Había sido hacía dos noches. Hansi estaba comprándole material al turco. Solía hacer sus trapicheos en la piscina abandonada. Cuando tenía dinero suficiente, compraba un excedente de heroína y vendía una parte. A los turcos no les importaba, siempre que no ampliara el negocio o se metiera en su zona. El viernes no tenía dinero de sobra y sólo pudo comprar la cantidad suficiente para ir tirando. El turco acababa de marcharse para seguir con su ronda cuando Hansi sintió la necesidad apremiante de defecar. Estaba acostumbrado a los retortijones alternos de estreñimiento y diarrea que acompañaban a la adicción prolongada. Acababa de vaciar los intestinos en el suelo cuando oyó que el coche se detenía. No había tenido la advertencia de los faros; era obvio que el coche había subido hasta allí con las luces apagadas. Años de vida en la calle habían dotado a Hansi de un sexto sentido que le decía cuándo hacerse invisible, así que, subiéndose los pantalones a toda prisa, se escondió detrás de la puerta que en su día había conducido a los bañistas a los vestuarios.
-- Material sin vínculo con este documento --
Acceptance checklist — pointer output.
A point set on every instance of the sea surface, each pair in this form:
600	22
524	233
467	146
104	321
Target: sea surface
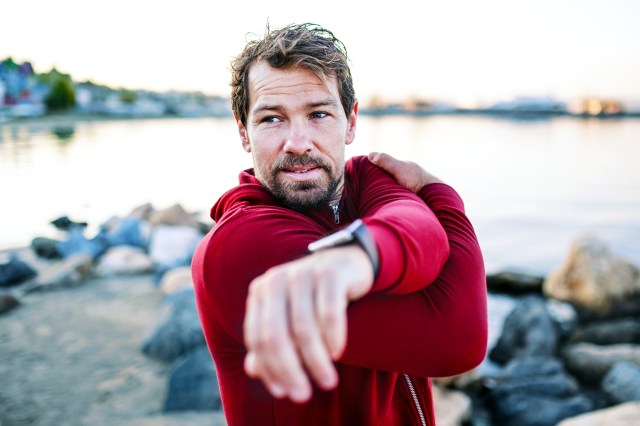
531	187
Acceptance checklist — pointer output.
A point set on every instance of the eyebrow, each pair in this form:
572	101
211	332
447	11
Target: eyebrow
311	105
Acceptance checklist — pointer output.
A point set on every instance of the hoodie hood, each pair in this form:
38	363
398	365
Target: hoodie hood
249	192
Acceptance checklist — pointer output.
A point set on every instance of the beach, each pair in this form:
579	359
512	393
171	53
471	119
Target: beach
72	356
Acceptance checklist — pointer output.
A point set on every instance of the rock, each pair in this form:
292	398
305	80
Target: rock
620	415
534	410
544	376
452	408
527	331
590	363
622	382
534	391
76	243
175	215
514	283
15	271
592	277
142	212
8	302
63	223
129	231
176	280
626	330
564	315
69	272
46	248
173	245
193	383
124	260
179	332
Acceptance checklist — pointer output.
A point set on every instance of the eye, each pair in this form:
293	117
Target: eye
271	119
319	114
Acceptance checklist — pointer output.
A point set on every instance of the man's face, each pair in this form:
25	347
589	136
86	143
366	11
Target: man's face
297	131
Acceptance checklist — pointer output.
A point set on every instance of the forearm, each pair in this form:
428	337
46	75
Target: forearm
438	331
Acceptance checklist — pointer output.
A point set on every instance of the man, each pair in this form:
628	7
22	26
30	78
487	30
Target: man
330	290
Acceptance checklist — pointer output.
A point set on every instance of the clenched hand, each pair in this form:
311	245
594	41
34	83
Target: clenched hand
296	319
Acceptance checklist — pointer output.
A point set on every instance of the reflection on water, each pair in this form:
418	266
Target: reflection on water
530	187
63	133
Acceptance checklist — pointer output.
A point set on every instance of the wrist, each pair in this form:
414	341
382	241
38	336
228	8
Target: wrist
356	233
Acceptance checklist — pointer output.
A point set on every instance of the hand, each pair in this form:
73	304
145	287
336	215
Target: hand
296	319
407	173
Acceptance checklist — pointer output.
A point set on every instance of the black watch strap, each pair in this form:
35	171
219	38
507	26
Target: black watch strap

Su instinto había acertado. Tres hombres entraron en la piscina: un hombre mayor, un tipo joven que parecía culturista y un pobre desgraciado con una bolsa de lona en la cabeza y las manos atadas a la espalda. Hansi supo al instante que habían entrado tres hombres, pero que sólo saldrían dos. Los había observado a través de la ventana semicircular de la mitad superviviente de unas puertas dobles. El tipo joven, con una pistola en una mano enguantada y una linterna en la otra, se había acercado a la puerta. Hansi tuvo el tiempo justo de esconderse, saltando hacia atrás, asegurándose con cuidado de no tropezar o hacer algún ruido en el suelo lleno de basura desparramada, y agachándose entre los restos de una caseta. El hombre joven barrió los vestuarios con su linterna para asegurarse de que estaban despejados. Hansi soltó el aire despacio. Oyó que el hombre mayor hablaba y regresó con cuidado hacia la puerta. Habían obligado al tipo encapuchado a arrodillarse en el borde de la piscina, y Hansi oyó que gritaba «¡No!». La pistola soltó un fogonazo y un ruido sonoro. Hansi había esperado un fogonazo más intenso y un ruido más fuerte, y se fijó en el cañón alargado del arma: un silenciador. Oyó un tintineo sonoro cuando el casquillo rebotó en las baldosas agrietadas.

No le pareció que los dos hombres se marcharan con prisas. Fue entonces cuando Hansi vio que hacían algo rarísimo. Al salir, levantaron la tapa de un viejo cubo de basura que había al lado de la puerta y el hombre joven echó la pistola dentro. Era evidente que no les preocupaba que alguien hallara el arma homicida. A unos cien metros de allí, había un canal que seguramente ya era el depósito de docenas de pruebas. Tirar el arma allí era invitar a que la encontraran. Y cuando se fueron, Hansi ya había decidido hacerles el favor.

Ahora Hansi tenía algo que ofrecer que no era dinero. Se sabía el número del móvil del turco de memoria y sabía que era la mejor hora para encontrarlo. Se levantó de la cama y se puso el viejo abrigo militar, que llevaba lloviera o hiciera sol, en verano o en invierno. Cogió el fardo que cuidadosamente había vuelto a envolver y se lo metió en uno de los amplios bolsillos del abrigo. No le gustaba la idea de llevar el arma encima, pero sabía que cualquier cosa que se dejara por la casa tenía la costumbre de desaparecer.

Hansi salió al descansillo, bajó las escaleras destartaladas y salió a la calle, intentando pensar dónde estaría la cabina de teléfono no destrozada más cercana.